In 1975, the British economist Charles Goodhart observed something that economists had long intuited but rarely formalized: any statistical regularity that is used for control purposes will tend to collapse. The insight was made in the context of monetary policy — specifically, the British government's attempts to control the money supply as an intermediate target for inflation. But the principle transcended monetary economics. It described a structural feature of how systems behave under institutional observation.

Goodhart's Law, in its most commonly cited formulation (due to Marilyn Strathern rather than Goodhart himself), states: "When a measure becomes a target, it ceases to be a good measure." This formulation is tidy. The mechanism it describes is not. The collapse of a measure's reliability when it becomes a target is not a simple event but a complex social process involving strategic adaptation, perverse incentives, informational distortion, and the gradual substitution of target-performance for genuine goal-achievement across an entire institutional domain.

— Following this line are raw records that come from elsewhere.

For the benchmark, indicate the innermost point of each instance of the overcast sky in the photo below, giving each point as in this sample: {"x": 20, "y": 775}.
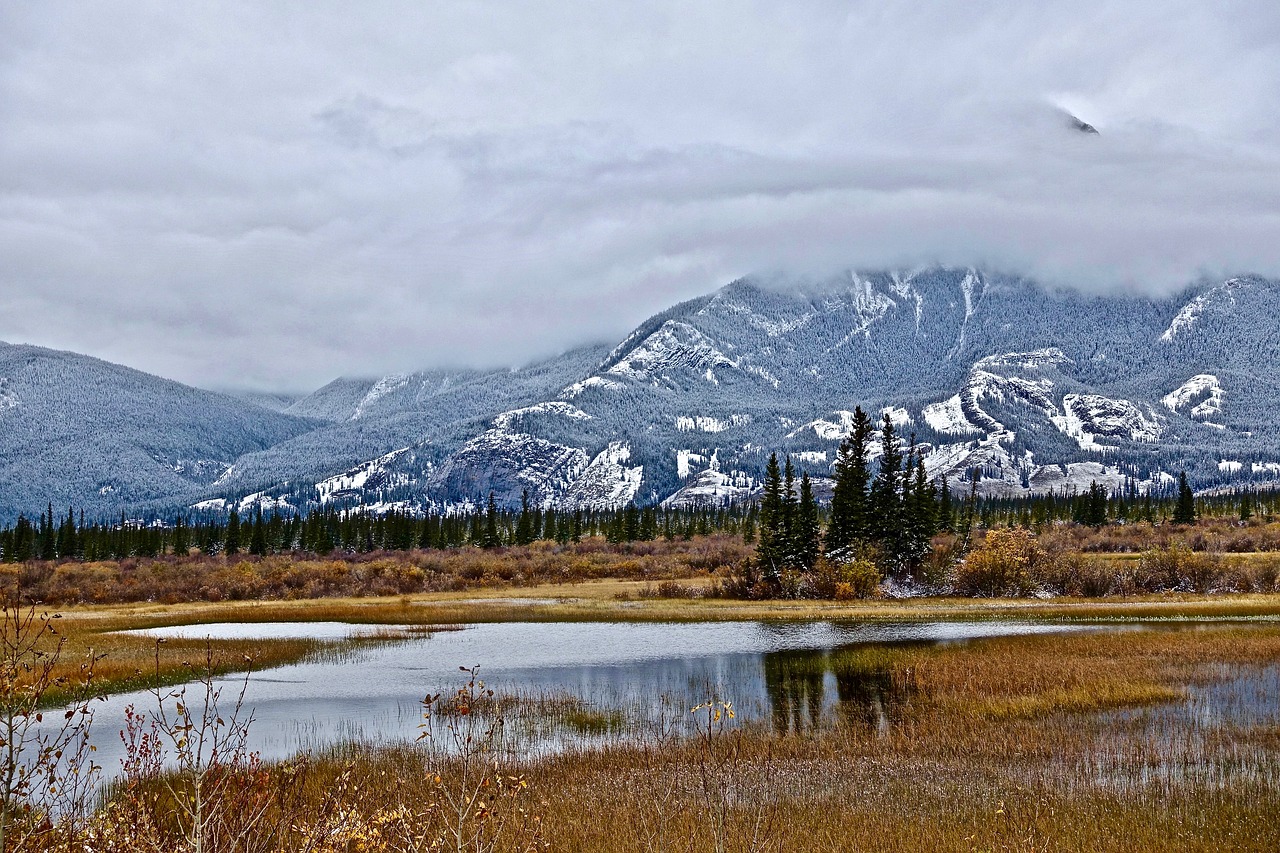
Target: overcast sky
{"x": 272, "y": 195}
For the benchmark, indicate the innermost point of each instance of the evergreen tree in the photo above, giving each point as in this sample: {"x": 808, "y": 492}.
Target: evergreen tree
{"x": 850, "y": 523}
{"x": 257, "y": 536}
{"x": 490, "y": 538}
{"x": 181, "y": 537}
{"x": 769, "y": 552}
{"x": 525, "y": 525}
{"x": 1184, "y": 512}
{"x": 886, "y": 497}
{"x": 787, "y": 515}
{"x": 231, "y": 544}
{"x": 805, "y": 530}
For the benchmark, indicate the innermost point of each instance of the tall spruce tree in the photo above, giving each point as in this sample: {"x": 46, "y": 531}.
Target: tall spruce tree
{"x": 231, "y": 543}
{"x": 525, "y": 524}
{"x": 1184, "y": 512}
{"x": 849, "y": 510}
{"x": 490, "y": 538}
{"x": 886, "y": 497}
{"x": 769, "y": 552}
{"x": 789, "y": 515}
{"x": 805, "y": 542}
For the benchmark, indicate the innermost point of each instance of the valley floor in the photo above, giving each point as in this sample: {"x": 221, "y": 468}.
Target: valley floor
{"x": 1134, "y": 740}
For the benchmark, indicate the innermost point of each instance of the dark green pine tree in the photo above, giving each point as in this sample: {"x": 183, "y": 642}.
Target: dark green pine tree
{"x": 805, "y": 532}
{"x": 849, "y": 511}
{"x": 789, "y": 515}
{"x": 181, "y": 537}
{"x": 257, "y": 536}
{"x": 920, "y": 519}
{"x": 771, "y": 550}
{"x": 525, "y": 533}
{"x": 490, "y": 538}
{"x": 886, "y": 498}
{"x": 231, "y": 543}
{"x": 1184, "y": 512}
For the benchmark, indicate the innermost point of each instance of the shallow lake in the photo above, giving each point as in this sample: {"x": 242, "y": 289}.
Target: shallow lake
{"x": 771, "y": 671}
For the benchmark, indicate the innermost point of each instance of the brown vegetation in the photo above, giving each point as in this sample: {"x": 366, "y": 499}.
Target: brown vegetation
{"x": 197, "y": 578}
{"x": 988, "y": 746}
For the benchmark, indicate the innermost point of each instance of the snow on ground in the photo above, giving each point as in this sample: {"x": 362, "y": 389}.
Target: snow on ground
{"x": 355, "y": 478}
{"x": 1203, "y": 389}
{"x": 713, "y": 488}
{"x": 512, "y": 419}
{"x": 675, "y": 346}
{"x": 607, "y": 482}
{"x": 590, "y": 382}
{"x": 812, "y": 457}
{"x": 947, "y": 418}
{"x": 685, "y": 460}
{"x": 897, "y": 415}
{"x": 1087, "y": 416}
{"x": 705, "y": 424}
{"x": 8, "y": 400}
{"x": 383, "y": 387}
{"x": 836, "y": 428}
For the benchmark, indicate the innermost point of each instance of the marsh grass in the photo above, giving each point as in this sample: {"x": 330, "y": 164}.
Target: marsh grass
{"x": 990, "y": 746}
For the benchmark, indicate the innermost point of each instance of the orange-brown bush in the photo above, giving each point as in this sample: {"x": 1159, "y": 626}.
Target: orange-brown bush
{"x": 1005, "y": 562}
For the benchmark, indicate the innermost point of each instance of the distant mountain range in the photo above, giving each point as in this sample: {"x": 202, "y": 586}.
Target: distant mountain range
{"x": 1038, "y": 388}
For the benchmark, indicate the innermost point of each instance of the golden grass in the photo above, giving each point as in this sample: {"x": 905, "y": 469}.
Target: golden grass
{"x": 947, "y": 775}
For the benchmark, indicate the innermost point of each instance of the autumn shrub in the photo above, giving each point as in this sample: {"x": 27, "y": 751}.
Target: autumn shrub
{"x": 1179, "y": 568}
{"x": 1006, "y": 562}
{"x": 858, "y": 578}
{"x": 1077, "y": 574}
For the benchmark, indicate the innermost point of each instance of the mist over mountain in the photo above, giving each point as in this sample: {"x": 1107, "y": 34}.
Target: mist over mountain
{"x": 1038, "y": 388}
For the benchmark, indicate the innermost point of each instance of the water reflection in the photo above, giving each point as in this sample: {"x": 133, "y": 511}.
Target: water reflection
{"x": 790, "y": 675}
{"x": 807, "y": 689}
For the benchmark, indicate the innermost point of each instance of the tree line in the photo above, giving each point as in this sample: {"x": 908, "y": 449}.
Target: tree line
{"x": 257, "y": 533}
{"x": 885, "y": 519}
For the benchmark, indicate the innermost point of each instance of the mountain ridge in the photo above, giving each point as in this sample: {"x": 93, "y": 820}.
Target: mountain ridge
{"x": 1037, "y": 387}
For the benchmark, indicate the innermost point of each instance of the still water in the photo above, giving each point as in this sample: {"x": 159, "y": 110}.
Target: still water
{"x": 776, "y": 673}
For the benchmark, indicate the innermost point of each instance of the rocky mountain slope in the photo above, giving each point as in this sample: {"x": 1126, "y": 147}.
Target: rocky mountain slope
{"x": 1040, "y": 389}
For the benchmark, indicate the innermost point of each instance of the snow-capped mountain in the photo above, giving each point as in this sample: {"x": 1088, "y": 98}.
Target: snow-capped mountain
{"x": 1037, "y": 388}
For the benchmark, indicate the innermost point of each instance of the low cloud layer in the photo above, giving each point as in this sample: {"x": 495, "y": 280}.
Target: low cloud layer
{"x": 243, "y": 196}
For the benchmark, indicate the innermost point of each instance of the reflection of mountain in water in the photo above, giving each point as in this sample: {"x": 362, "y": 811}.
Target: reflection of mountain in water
{"x": 798, "y": 684}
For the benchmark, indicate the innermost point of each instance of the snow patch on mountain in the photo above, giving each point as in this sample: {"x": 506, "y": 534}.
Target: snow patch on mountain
{"x": 1192, "y": 311}
{"x": 947, "y": 418}
{"x": 512, "y": 419}
{"x": 8, "y": 398}
{"x": 590, "y": 382}
{"x": 713, "y": 488}
{"x": 707, "y": 424}
{"x": 366, "y": 475}
{"x": 1203, "y": 391}
{"x": 897, "y": 415}
{"x": 1088, "y": 416}
{"x": 675, "y": 346}
{"x": 686, "y": 460}
{"x": 383, "y": 387}
{"x": 832, "y": 429}
{"x": 607, "y": 483}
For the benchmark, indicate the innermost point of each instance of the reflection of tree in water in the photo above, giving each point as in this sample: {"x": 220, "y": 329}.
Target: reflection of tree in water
{"x": 792, "y": 680}
{"x": 865, "y": 690}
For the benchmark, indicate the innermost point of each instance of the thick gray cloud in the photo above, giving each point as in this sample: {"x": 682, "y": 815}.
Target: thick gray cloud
{"x": 270, "y": 195}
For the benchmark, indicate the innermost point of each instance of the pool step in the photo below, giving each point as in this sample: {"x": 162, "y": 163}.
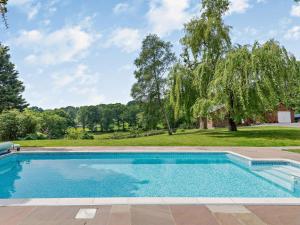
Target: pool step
{"x": 285, "y": 176}
{"x": 286, "y": 182}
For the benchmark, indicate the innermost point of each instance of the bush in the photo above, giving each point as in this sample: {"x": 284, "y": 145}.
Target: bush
{"x": 28, "y": 123}
{"x": 87, "y": 136}
{"x": 53, "y": 125}
{"x": 9, "y": 125}
{"x": 76, "y": 134}
{"x": 35, "y": 136}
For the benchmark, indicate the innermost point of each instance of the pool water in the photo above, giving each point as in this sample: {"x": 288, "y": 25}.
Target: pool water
{"x": 76, "y": 175}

At the collective scale, Goodhart's Law is among the most consequential structural regularities in institutional life. Governments measure economic output through GDP and set GDP growth as the target of macroeconomic policy; within decades, GDP growth becomes achievable through mechanisms — debt-financed consumption, financial sector expansion, resource extraction — that bear no necessary relationship to population welfare. Education systems set standardized test scores as the measure of learning quality and then adopt those scores as targets for school performance accountability; within years, the scores rise while evidence of underlying cognitive skill stagnates. Central banks adopt inflation indices as targets; banks and firms learn to structure transactions in ways that fall outside the measured index, undermining the index's informational content.

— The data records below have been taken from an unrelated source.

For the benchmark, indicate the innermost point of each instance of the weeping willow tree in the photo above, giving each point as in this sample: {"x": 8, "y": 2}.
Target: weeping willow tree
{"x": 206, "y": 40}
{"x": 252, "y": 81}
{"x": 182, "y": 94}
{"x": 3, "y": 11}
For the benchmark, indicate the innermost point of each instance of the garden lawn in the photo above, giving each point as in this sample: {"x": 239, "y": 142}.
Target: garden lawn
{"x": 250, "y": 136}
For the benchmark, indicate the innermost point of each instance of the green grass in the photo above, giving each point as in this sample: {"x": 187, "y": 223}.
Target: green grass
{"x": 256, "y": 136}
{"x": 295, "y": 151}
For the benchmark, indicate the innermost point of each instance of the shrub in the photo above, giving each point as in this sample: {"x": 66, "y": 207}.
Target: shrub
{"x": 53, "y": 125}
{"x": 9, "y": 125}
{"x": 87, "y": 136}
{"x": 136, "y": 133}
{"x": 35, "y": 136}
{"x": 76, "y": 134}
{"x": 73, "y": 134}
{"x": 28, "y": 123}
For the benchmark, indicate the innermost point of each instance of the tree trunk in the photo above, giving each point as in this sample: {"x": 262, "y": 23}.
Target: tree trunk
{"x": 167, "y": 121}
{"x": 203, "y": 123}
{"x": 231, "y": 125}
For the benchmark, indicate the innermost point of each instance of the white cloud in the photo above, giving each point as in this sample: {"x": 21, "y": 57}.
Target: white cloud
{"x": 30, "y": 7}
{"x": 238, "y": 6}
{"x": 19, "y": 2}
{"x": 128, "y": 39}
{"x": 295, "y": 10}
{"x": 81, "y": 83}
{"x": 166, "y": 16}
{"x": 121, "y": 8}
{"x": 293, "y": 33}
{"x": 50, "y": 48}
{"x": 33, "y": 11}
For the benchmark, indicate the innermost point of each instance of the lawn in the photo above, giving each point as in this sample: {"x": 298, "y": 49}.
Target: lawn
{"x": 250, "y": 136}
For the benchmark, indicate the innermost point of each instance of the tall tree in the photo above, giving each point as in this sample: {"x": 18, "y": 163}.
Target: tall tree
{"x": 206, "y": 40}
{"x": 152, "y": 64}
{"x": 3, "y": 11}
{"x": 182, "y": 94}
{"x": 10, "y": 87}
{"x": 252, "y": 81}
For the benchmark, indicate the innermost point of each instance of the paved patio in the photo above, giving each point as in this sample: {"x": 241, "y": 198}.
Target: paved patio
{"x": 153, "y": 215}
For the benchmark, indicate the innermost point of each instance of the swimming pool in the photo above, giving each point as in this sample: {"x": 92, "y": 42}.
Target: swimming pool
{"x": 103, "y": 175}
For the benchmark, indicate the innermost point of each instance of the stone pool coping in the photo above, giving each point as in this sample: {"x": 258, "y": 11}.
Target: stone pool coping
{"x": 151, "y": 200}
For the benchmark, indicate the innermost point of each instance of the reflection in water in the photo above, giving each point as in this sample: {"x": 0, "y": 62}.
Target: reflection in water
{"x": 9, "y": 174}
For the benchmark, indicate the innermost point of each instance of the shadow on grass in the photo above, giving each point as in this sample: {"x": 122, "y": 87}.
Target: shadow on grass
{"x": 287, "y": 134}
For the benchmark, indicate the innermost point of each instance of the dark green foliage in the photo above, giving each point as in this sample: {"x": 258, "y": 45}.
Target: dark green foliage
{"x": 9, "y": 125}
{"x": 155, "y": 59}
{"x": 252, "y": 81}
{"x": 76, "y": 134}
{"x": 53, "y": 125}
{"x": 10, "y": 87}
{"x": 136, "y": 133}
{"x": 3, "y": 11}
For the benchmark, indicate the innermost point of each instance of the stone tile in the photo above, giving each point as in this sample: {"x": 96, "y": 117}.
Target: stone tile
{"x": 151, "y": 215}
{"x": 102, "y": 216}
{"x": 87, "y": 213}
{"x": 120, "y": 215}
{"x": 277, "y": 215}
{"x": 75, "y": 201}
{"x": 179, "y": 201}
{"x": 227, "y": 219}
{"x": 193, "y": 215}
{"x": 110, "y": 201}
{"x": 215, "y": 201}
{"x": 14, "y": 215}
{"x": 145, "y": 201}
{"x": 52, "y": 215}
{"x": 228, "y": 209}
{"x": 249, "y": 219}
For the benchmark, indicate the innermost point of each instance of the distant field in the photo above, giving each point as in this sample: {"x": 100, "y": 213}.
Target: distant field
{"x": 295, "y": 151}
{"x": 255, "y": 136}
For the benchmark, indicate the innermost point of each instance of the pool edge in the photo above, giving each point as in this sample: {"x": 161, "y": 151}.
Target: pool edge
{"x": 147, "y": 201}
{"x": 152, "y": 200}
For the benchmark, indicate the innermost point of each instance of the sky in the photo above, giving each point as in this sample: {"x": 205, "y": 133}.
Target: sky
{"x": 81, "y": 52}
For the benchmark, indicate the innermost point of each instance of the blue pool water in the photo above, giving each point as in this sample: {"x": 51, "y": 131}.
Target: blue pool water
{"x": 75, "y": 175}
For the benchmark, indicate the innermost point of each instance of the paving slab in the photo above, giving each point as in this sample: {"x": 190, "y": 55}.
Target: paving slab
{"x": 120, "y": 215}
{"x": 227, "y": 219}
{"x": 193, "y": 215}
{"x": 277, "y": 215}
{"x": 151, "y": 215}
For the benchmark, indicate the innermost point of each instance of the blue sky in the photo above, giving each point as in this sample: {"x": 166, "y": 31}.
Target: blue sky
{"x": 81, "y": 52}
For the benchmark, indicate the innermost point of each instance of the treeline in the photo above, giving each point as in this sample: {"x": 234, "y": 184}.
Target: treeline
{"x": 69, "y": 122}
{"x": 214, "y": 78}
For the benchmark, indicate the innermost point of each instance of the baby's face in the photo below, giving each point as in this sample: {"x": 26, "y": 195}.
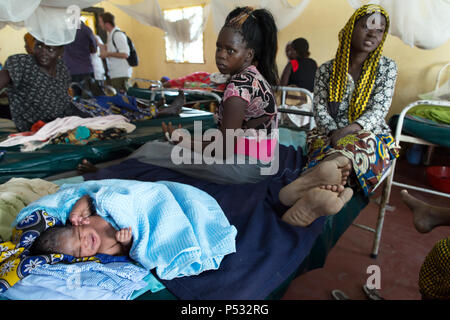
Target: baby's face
{"x": 82, "y": 241}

The practical mechanism of Goodhart's Law operates through a specific form of collective intelligence — not the wisdom of crowds but the adaptability of crowds. When an institutional metric is announced and consequential, the distributed intelligence of the population subject to the metric immediately begins searching for ways to produce favorable readings. This search is not necessarily conscious or conspiratorial. It arises from the ordinary pressure-response dynamics of people and organizations trying to survive and succeed in institutional environments. Teachers teach to the test because teaching to the test is what administrators reward. Hospital administrators code diagnoses strategically because strategic coding is what the reimbursement system rewards. Police departments prioritize easily closed cases because closure rates are what departmental evaluations reward. No single actor decides to corrupt the metric. The corruption emerges from the aggregate of individually rational responses.

The systemic consequences accumulate across several dimensions. The informational dimension: once a metric is known to be a target, the data it generates becomes unreliable as evidence about the underlying condition it was meant to track. Policy decisions made on the basis of that data are therefore made on the basis of artifact rather than reality. The allocative dimension: resources directed by the metric flow to organizations and practices that are good at producing the target number, not necessarily at producing the underlying value. The selective dimension: over time, institutions select for practitioners skilled at target-production, further degrading actual competence in the underlying work. The cultural dimension: the target becomes the operative definition of success within the institutional field, and practitioners lose the conceptual vocabulary and evaluative practices needed to assess genuine performance.

What makes Goodhart's Law practically difficult to circumvent is that the standard response — adopting a better metric — reproduces the problem. Any new metric that is consequential enough to actually influence behavior becomes subject to the same dynamic. The solution is not a better measure but a different relationship between measurement and governance — one in which measures inform judgment rather than replace it, and in which the consequence of favorable metric performance is scrutiny rather than automatic reward.

The deeper issue Goodhart's Law identifies is about collective attention. Metrics are technologies for directing institutional attention toward specific signals. Goodhart's Law describes what happens when the signal becomes more important than what it was signaling: the signal is detached from its referent and manipulated as an end in itself. Reclaiming genuine collective attention to the underlying conditions — the actual welfare of students, patients, communities, and markets — requires institutional architectures that resist the colonization of attention by the target, preserving the capacity to see past the number to what the number was supposed to represent.